Его преемник был человеком без каких-либо достоинств. Единственным желанием Людовика XVI было, по его собственному признанию, «стать любимым». Его жена, дама недалекая, австриячка Мария-Антуанетта, по восхождении на трон проявляла себя исключительно легкомысленной и ветреной. Да и супруг ее умом не блистал. «Мы так молоды!» — объявил он советникам, сбитым с толку поступками монаршей четы. Ему было всего двадцать лет, он был едва образован и не имел ни малейшего представления о том, чем должен заниматься монарх.
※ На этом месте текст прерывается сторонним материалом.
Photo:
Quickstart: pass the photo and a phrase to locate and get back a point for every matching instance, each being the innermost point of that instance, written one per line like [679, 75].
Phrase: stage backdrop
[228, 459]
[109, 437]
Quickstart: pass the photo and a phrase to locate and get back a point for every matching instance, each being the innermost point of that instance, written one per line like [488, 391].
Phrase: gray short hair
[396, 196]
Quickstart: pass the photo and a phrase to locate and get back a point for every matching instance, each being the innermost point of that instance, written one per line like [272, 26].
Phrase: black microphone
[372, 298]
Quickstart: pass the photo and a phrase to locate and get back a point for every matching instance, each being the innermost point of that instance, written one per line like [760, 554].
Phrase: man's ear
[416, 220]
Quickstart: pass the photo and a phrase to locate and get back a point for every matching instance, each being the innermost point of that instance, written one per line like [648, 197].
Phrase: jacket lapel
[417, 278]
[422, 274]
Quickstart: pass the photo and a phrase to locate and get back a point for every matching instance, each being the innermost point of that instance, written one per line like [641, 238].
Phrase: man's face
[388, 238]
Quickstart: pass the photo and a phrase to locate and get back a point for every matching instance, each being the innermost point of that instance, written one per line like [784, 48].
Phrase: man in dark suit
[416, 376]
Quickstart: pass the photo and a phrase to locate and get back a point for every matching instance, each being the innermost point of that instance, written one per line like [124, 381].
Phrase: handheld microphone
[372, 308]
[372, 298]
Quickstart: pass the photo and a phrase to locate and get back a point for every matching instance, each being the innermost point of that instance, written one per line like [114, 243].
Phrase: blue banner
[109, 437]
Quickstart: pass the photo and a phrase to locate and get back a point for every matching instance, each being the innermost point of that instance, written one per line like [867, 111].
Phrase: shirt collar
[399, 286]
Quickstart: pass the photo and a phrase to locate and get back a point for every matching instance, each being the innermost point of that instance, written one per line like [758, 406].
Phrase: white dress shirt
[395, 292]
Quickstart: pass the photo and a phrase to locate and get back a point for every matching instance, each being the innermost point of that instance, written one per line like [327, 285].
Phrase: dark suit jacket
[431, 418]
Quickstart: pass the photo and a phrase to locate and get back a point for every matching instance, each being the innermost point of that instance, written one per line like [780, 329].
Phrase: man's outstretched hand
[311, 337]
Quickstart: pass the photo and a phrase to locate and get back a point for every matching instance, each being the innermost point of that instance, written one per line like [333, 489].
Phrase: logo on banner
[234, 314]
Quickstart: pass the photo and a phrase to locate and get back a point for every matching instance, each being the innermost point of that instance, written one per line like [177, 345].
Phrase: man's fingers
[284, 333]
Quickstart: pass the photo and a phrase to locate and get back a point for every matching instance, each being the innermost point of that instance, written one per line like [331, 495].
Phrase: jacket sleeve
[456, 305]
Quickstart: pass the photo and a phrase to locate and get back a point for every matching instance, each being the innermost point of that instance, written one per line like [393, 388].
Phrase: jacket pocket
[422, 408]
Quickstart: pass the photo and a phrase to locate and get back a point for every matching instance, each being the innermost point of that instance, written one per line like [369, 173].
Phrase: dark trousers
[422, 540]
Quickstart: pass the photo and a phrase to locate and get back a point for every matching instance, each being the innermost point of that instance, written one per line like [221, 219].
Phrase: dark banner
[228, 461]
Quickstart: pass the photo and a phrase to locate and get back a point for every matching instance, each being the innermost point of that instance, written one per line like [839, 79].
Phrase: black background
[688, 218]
Королю предстояло принять важное решение: принять или отвергнуть так называемый план Тюрго. Анн Робер Жак Тюрго, твердолобый прагматик и умный политик, был министром и генеральным контролером финансов Людовика. Он единственный из всех советников короля понимал, что политические приоритеты к 1760—1770-м годам сместились (к примеру, в 1775 году он отсоветовал юному монарху устраивать традиционную католическую церемонию коронации, бесившую протестантов и философов и претившую парижанам своей пышностью). Тюрго поклялся, что больше не допустит «ни банкротств, ни повышения налогов, ни займов», разработал план по спасению Франции, отказался от принудительных работ как вида налога и одновременно отменил средневековые привилегии гильдий. Он ратовал за свободное обращение на рынке зерна, за развитие бухгалтерского дела, за бюджет и жесткий контроль королевской казны. Но двор, желавший и дальше своевольно править страной, отказался от плана генерального контролера. «Тюрго желает управлять Францией, как плантацией рабов», — ворчал кое-кто из придворных. Король хотя и симпатизировал министру, но порой отклонял его советы.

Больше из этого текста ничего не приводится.